Growing up in a broken family, his father abandoned him, while his mother was an alcoholic, Steve spent time going back and forth from his mom, to his uncle, his maternal grandparents and ultimately to a reform school.

He served a three years in the Marines and decided to try acting. As they famously say, the rest is history.

After the major success of his TV show, “Wanted: Dead or Alive,” McQueen starred in the classic Western, “The Magnificent Seven.” After that, his breakout role was in “The Great Escape” and then, the legendary “Bullitt,” which made him the #1 actor in the world.

Steve McQueen was the entire package: fashion icon, global superstar, motorcycle rider, race car driver and more. But there was something missing in his life left by an absent father, who McQueen tried to find in his adult life. Steve started into heavy drinking, drugs and womanizing on an epic scale.

Fed up with it all, he eventually left Hollywood and moved to Santa Paula, CA, an agricultural community where he bought a hanger for his growing collection of classic cars and motorcycles. Though he was given many of the prime roles of major successful movies of that era – “Apocalypse Now”, “Close Encounters of the Third Kind,” and “Superman” to name a few – Steve simply lost interest. He even charged $50,000 to read a script.

Original Bullitt Mustang

One thing Steve always wanted to do was to learn to fly an airplane.

He bought a PT Stearman biplane for $35,000, but needed lessons. The only man who was qualified to teach him was Sammy Mason, a no-nonsense former test and acrobatic pilot, who was also a civilian trainer during World War II. A committed Christian, Mason lived his faith in a way that intrigued Steve. They had numerous conversations during their flying lessons, and Steve asked Mason if he could attend church with him. Their relationship ended up turning Steve into a Christian himself.

The #1 actor in the world became a follower of Jesus Christ.

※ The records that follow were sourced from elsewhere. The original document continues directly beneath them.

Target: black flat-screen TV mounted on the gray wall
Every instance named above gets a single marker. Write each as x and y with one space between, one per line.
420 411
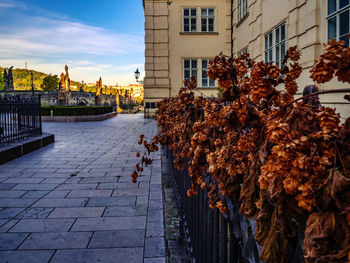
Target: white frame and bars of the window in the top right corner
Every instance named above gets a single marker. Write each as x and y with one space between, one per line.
336 14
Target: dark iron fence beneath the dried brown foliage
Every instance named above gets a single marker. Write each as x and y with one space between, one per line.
211 237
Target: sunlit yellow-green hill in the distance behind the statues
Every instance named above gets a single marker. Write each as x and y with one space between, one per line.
22 79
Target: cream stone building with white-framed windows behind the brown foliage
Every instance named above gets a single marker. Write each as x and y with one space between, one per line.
181 36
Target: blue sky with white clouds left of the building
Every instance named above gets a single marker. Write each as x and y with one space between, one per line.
93 37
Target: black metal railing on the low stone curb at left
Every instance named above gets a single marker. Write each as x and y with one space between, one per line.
20 117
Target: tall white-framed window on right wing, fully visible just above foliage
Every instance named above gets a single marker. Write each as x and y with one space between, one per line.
276 52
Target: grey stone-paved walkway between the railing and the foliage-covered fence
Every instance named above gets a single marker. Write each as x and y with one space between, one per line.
73 201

This is so fascinating of a story that there is a book with McQueen biographer Marshall Terrill, titled, “Steve McQueen: The Salvation of An American Icon.” A documentary film came out afterwards, “Steve McQueen: American Icon.” The film has exclusive interviews with those that knew Steve best, including his widow, Barbara Minty McQueen, who personally tells the story of Steve’s conversion. The film also has never heard before audio recordings of McQueen talking about his faith on his deathbed.

Steve did not to be found on the soundstage of a Hollywood movie set, but rather on the balcony of a church in Ventura, CA.

Steve was ready to learn the Bible and went every Sunday with family and friends in tow. He even asked the pastor if he could serve as an usher in church.

Unfortunately, McQueen learned he had cancer about six months after his conversion to Christ and eventually died in a clinic in Juarez, Mexico after doctors in the United States gave him no hope for survival. But Steve McQueen died with faith in God and a Bible given to him by evangelist Billy Graham tightly clutched in his hand.

The icon finally found the father he was looking for — in God.


Near the end of his life, Steve McQueen said, “My only regret in life is that I was not able to tell people about what Christ did for me.”

I’m happy that 40 years after his death — around the same amount of time his Bullitt was hidden in a garage — Steve McQueen finally was able to tell people what Christ did for him.